The roots of all vows
Matot — Numbers 30:2-32:42
It seems a long way off, but before we know it, summer swelter will give way to autumn cool, and we will be back in synagogue listening to Kol Nidrei. The roots of Kol Nidrei lie in this week’s parsha, in which Moses cautions the people, “If a man makes a vow to the Lord or takes an oath imposing an obligation on himself, he may not break his pledge.” We find two categories here: “vow” (neder) and “oath” (sh’vu’a). Both are ways of forbidding something to oneself: saying, for example (by neder), “I vow never to give you a gift again,” or (by sh’vu’a), “I swear, by God, never to give you a gift again.”

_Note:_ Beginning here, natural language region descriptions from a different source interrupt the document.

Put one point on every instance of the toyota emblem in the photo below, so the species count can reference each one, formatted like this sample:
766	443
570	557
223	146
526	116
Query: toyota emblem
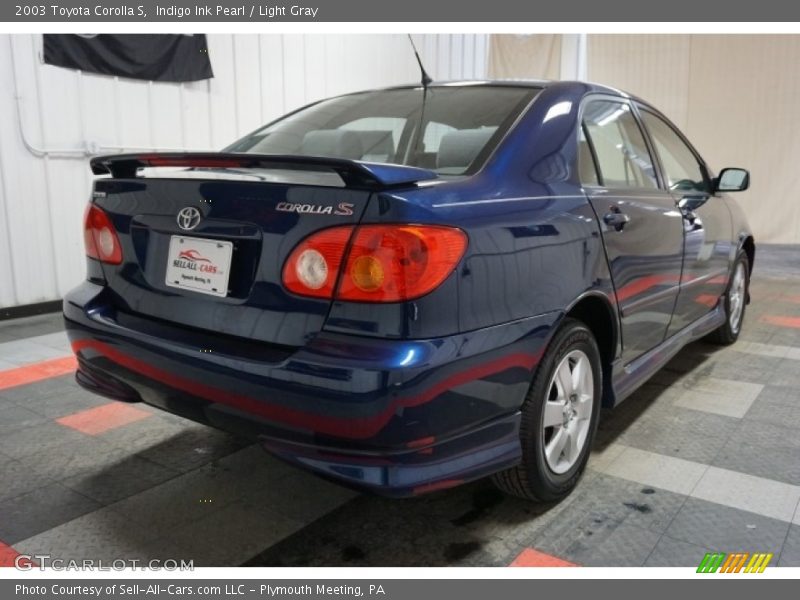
189	218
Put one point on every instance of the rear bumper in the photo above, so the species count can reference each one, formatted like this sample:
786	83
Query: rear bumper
398	417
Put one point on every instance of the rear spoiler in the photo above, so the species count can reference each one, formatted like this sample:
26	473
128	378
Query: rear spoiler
354	173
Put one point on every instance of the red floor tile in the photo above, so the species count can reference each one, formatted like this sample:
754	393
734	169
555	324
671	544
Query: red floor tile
37	371
782	321
533	558
103	418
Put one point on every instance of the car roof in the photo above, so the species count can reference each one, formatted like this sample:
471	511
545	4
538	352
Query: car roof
577	87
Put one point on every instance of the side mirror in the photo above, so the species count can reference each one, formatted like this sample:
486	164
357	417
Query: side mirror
732	180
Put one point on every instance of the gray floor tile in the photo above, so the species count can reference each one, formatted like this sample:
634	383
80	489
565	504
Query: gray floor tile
726	529
101	534
764	449
57	340
683	433
17	329
75	457
16	479
47	437
613	545
192	447
41	509
16	418
676	553
228	537
122	476
776	406
790	554
60	405
612	499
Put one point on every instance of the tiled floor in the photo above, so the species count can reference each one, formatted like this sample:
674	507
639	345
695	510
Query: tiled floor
705	457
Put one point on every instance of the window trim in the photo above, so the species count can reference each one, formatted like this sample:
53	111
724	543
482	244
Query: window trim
600	97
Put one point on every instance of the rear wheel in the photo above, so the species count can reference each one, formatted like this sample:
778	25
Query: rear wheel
735	301
559	418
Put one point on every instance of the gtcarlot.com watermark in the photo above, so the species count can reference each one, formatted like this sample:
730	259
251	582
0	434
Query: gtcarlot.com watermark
29	562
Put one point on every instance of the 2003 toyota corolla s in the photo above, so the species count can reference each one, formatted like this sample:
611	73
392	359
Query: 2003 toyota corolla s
410	288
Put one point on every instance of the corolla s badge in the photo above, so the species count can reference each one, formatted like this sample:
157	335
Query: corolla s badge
189	218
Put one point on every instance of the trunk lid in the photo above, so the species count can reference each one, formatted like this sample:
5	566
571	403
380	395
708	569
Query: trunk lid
228	218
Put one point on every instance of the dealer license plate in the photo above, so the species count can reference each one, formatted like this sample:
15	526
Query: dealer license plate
199	265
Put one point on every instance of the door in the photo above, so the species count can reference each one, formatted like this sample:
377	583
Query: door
640	224
706	222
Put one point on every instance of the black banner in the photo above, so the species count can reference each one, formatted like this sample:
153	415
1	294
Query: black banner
151	57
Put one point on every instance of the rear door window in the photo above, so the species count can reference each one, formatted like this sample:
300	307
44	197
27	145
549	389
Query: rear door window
617	145
682	169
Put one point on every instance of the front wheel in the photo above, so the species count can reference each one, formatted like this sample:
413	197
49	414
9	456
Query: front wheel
735	301
559	418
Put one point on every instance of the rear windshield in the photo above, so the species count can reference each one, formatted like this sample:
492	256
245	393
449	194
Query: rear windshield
451	130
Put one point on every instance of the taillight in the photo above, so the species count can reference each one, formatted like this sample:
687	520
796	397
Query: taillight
385	263
100	236
313	266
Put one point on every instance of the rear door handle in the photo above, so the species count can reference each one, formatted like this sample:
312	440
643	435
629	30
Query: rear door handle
616	219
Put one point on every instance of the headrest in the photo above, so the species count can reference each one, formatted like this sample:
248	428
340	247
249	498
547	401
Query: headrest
459	148
338	143
378	145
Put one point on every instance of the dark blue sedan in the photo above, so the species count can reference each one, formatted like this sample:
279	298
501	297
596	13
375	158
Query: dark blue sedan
410	288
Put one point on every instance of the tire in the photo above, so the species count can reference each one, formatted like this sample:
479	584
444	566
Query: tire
545	473
735	301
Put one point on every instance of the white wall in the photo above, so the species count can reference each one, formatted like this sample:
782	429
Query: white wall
70	115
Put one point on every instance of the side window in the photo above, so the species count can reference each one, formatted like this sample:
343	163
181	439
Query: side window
682	170
623	160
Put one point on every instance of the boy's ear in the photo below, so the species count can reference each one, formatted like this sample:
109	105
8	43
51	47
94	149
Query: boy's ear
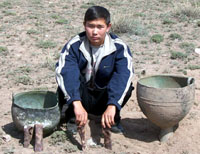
108	27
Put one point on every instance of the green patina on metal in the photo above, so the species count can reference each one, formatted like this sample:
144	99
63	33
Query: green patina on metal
33	107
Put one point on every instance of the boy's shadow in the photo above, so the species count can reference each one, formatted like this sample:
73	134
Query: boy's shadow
140	129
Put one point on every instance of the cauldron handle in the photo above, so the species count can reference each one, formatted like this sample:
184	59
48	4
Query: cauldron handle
190	80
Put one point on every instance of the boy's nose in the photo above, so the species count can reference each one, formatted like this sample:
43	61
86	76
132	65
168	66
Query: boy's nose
95	31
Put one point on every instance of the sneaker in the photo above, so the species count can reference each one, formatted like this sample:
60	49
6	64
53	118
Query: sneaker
71	126
117	128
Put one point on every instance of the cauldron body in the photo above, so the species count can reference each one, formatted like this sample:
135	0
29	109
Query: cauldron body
36	107
165	100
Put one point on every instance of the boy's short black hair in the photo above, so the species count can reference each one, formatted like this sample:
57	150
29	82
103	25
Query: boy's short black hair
96	12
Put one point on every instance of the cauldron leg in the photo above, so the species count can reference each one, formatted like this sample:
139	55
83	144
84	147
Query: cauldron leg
107	138
38	137
165	134
28	134
81	131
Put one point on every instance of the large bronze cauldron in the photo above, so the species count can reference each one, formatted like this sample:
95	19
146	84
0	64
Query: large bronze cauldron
165	100
36	107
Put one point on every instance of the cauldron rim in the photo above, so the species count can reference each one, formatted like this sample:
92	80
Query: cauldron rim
33	91
166	75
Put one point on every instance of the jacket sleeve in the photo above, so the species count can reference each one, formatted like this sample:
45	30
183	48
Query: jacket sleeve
67	74
121	78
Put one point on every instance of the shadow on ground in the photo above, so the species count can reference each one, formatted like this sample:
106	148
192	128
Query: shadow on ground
140	129
13	132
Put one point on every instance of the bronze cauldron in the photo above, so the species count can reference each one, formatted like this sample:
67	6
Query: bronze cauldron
36	107
165	100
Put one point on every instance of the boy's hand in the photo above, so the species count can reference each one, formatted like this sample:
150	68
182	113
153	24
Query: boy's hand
107	119
80	113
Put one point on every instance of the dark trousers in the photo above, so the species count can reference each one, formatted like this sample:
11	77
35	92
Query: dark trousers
94	101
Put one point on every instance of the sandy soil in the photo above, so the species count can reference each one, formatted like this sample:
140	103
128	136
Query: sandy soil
27	63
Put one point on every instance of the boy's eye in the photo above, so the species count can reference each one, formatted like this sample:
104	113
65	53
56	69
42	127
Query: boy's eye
99	26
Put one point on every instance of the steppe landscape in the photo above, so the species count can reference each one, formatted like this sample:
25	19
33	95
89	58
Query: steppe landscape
163	36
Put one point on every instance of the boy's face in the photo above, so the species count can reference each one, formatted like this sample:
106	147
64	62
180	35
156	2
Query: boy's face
96	31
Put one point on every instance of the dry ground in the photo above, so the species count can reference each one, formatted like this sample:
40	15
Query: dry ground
33	32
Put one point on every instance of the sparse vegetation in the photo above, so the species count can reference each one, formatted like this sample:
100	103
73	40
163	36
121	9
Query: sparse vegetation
175	36
62	21
188	47
177	55
3	51
122	25
23	79
32	31
46	44
193	67
157	38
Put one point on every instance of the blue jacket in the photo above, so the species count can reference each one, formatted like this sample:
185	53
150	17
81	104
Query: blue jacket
114	72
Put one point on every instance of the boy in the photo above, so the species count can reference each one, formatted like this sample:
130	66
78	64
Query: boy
94	72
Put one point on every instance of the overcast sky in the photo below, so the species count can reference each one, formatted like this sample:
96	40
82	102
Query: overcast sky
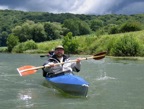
97	7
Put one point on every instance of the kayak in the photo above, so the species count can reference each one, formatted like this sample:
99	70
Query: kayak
70	84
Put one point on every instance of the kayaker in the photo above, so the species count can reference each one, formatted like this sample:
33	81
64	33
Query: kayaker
58	57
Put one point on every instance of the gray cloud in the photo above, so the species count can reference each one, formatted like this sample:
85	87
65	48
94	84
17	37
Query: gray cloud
76	6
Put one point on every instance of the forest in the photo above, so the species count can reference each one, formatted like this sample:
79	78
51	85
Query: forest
35	27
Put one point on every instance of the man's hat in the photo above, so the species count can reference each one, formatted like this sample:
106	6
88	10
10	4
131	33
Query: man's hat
59	47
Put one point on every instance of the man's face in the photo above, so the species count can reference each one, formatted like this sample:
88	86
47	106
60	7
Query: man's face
59	52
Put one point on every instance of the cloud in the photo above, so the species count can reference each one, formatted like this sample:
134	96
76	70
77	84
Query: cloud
76	6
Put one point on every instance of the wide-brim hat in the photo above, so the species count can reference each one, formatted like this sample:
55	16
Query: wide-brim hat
59	47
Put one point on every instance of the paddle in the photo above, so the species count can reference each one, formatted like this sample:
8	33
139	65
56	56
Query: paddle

But the Hebrew for obligation (isar) was taken as yet a third category, and others too were eventually added to the lexicon of sacred promises that must be honored. Kol Nidrei is a prayer from the ninth century (or so) that effects the annulment of them all. Its various terms (nidrei, konamei, kinusei, etc.) denote the legal niceties of these various classes of oaths and vows.

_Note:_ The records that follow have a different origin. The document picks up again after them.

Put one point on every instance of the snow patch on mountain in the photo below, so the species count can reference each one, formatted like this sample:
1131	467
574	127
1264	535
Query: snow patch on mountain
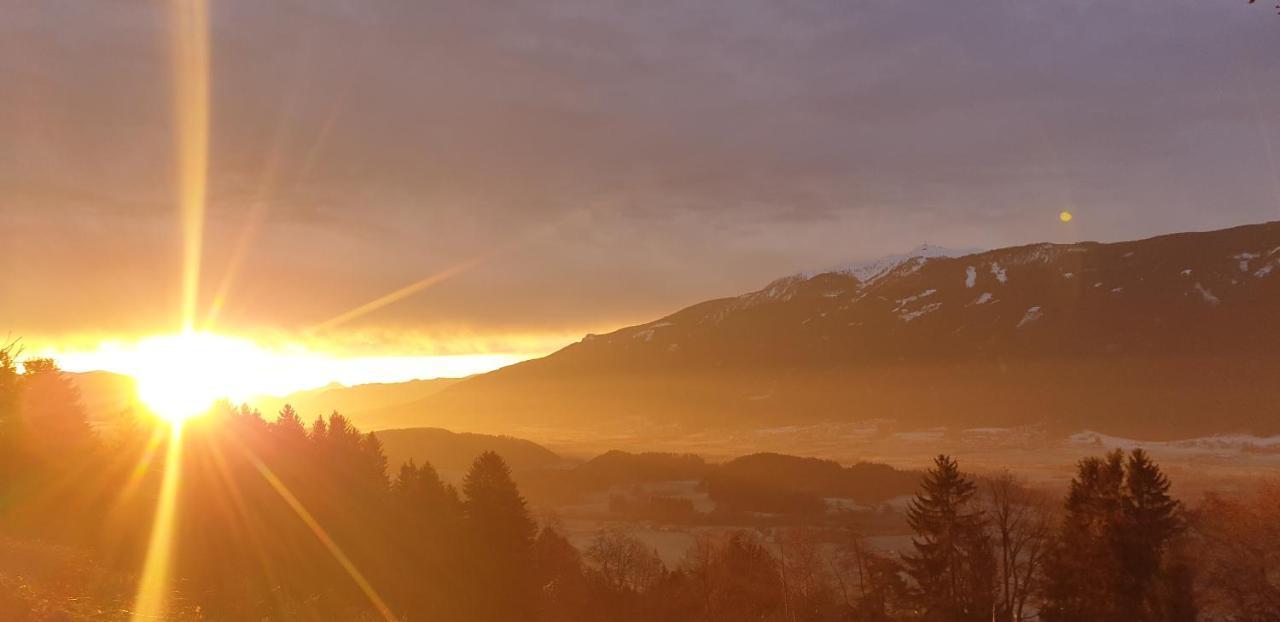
909	300
1205	293
1244	257
1029	316
927	309
869	271
999	271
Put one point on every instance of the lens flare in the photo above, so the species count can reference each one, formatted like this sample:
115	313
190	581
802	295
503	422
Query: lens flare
151	600
190	31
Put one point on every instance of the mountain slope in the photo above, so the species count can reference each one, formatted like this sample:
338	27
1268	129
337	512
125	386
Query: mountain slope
449	451
1168	335
359	402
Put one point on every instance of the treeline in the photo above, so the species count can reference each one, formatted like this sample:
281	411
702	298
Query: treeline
289	520
758	489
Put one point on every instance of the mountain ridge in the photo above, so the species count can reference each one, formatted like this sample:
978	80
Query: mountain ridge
1077	334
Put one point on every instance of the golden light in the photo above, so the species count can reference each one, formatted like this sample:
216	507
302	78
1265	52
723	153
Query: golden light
151	602
181	376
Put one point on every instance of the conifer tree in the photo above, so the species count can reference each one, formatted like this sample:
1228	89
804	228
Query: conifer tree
502	536
1112	561
952	563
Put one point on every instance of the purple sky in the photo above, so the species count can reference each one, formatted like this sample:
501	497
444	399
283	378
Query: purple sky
606	161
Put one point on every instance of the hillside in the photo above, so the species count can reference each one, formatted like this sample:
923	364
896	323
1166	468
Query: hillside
361	403
1156	338
449	451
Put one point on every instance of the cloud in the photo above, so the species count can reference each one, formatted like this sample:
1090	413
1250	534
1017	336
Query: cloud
711	145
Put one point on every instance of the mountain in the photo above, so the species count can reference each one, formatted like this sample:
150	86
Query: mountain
449	451
361	403
1152	338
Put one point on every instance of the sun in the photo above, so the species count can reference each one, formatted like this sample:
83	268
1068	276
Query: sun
181	376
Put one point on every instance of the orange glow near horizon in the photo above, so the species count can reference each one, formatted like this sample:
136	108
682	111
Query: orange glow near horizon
151	600
186	373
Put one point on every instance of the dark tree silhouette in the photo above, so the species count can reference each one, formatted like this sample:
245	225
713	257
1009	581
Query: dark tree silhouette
1114	556
952	563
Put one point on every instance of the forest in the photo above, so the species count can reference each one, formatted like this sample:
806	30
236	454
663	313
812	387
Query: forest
282	518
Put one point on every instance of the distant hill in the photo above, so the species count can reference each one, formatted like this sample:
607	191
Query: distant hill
361	403
1155	338
449	451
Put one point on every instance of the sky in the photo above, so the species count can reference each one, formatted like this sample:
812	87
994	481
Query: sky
528	172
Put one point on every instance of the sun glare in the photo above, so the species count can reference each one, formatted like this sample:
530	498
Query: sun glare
181	376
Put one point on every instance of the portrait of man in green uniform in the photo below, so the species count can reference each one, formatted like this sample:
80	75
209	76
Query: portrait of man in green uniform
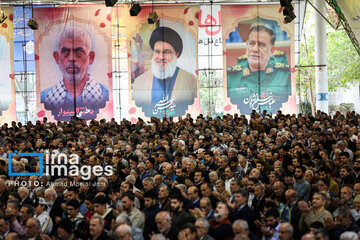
261	79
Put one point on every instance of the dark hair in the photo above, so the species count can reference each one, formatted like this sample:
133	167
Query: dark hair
243	192
189	226
15	202
303	169
74	203
29	209
130	195
150	194
5	218
346	154
272	212
317	225
73	189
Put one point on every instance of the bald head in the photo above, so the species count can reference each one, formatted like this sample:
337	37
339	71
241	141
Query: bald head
285	231
291	195
124	232
309	236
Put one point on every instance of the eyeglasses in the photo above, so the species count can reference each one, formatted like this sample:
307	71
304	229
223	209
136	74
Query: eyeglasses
165	53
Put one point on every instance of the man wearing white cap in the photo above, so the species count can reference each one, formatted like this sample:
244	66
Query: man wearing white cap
46	223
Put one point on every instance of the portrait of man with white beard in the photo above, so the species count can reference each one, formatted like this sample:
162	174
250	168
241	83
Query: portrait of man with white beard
165	90
74	55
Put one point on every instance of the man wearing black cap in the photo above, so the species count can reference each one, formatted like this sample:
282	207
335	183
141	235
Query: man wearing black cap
172	88
64	231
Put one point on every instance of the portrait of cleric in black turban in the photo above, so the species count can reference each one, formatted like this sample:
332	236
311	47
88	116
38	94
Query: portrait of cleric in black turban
165	89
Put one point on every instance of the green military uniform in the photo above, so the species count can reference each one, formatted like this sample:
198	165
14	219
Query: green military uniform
260	90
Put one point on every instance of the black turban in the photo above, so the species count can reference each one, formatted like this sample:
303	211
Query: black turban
165	34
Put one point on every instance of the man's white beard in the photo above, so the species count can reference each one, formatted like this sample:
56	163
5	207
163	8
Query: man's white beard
164	73
71	77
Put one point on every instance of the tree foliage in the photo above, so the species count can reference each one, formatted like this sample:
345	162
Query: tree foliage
343	62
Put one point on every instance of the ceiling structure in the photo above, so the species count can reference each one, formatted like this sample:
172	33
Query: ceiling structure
59	2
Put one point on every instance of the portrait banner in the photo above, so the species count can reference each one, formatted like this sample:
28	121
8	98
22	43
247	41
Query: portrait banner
163	62
7	83
73	63
259	60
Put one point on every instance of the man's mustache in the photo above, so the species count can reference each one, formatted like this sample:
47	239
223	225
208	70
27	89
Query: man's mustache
72	65
161	61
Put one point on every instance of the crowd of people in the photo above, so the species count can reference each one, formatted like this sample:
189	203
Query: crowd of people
231	177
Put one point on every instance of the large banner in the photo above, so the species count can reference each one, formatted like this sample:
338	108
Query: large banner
163	62
73	63
259	59
351	11
7	86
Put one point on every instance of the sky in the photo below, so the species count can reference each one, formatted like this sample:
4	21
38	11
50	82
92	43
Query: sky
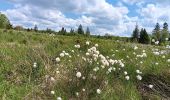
116	17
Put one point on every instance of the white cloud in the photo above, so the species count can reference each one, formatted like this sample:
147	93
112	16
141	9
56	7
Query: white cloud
132	1
100	16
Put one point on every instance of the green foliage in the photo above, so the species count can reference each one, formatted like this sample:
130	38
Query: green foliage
19	80
4	22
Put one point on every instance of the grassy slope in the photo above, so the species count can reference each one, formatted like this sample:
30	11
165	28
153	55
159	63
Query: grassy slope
19	50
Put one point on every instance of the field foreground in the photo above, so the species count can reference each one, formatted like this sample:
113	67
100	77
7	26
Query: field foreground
36	66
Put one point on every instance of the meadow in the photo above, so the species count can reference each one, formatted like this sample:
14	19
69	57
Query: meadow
36	66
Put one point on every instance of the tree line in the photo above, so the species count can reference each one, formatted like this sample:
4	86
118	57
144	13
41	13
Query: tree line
5	24
158	34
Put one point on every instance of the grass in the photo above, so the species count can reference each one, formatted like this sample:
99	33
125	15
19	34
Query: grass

Buried in this legal nitpicking are a number of lessons that touch the halachic understanding of human nature and our relationship to God.

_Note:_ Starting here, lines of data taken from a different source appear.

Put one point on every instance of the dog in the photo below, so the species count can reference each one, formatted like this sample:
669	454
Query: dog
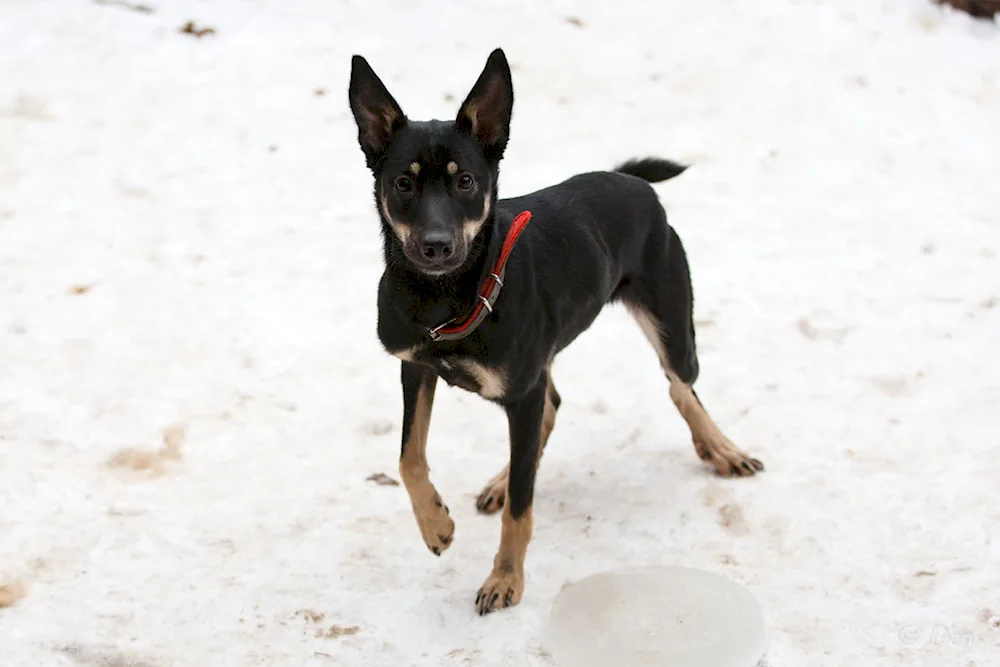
485	292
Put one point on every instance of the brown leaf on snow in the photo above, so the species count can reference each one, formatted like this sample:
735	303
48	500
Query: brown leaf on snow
11	591
190	28
135	7
336	631
381	479
310	615
152	461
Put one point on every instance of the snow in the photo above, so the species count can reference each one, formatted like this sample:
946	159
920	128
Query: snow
187	239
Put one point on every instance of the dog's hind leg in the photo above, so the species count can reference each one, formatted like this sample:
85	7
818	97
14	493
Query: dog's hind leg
661	302
494	494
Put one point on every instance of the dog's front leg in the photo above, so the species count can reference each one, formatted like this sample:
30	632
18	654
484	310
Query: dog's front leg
505	585
436	525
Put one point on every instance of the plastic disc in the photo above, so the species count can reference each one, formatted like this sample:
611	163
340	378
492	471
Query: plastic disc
656	616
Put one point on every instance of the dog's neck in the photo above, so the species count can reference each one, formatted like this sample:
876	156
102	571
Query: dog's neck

Take, for example, the interesting possibility of a person pledging (by vow or by oath) not to fulfill a mitzva. A husband dies, let us say, and the grieving widow is so devastated that she vows (or swears) never to light Shabbat candles again. We saw above how a person might vow (or swear) never to give someone a gift. Gift-giving is optional, but candle-lighting is commanded; may a woman promise never to light Shabbat candles?
The answer is that she may, but only through a neder (a vow), not a sh’vu’a (an oath). That is because the prohibition of a neder is considered as falling upon the thing being forbidden, while the prohibition of a sh’vu’a is seen as devolving on the person doing the forbidding. In our case, then, the woman is allowed to define a particularly difficult mitzva as beyond her psychological ken (through a neder), even though she may not define herself as beyond the doing of it (through a sh’vu’a).
But why is that? Don’t these amount to the same thing in the long run?
Rabbi Daniel Landes explains the difference with theological sensitivity. In an essay on the halacha of vows composed for a book I am editing on Kol Nidrei (All These Vows, Jewish Lights Publishing, August 2011), he explains that in general, the obligation to do mitzvot goes back to an oath (a sh’vu’a) that our ancestors made at Sinai. Halacha does not permit us to break that oath, which we, as Jews, inherit as our mandate. “It is the person who is obliged at Sinai,” however, “not the objects of Halacha to which the person relates,” and a vow (a neder), as we have seen, falls on the object, not the person.
Even more interesting is the idea that seems to lie behind this view. Under the force of trauma, we may find this or that mitzva too much to bear, to the point where we may vow not to do it. Even without being traumatized, we may find ourselves questioning a particular halachic act, to the point where we pledge to abandon it. And God, as it were, understands all this; God appreciates the dilemmas that life deals us. But the focus must remain the traumatizing or alienating activity that we would otherwise gladly do, not us, the doers of it, for no matter how estranged halachic acts may appear, we are not permitted to assume that we are personally estranged from the comforting presence of God.
It is hoped that we will return to doing the mitzva, of course — our hypothetical woman may annul her rash vow not to light Shabbat candles. And until she does, she may indeed abandon it. She should know, however, that God never abandons her.
Judaism is about obligations; but obligations are about relationships. Halachic theory accepts the fact that for a time, at least, this or that obligation may seem painfully beyond us. It does not, however, countenance our imagining that we are painfully removed from God. The divine-human relationship is sacrosanct.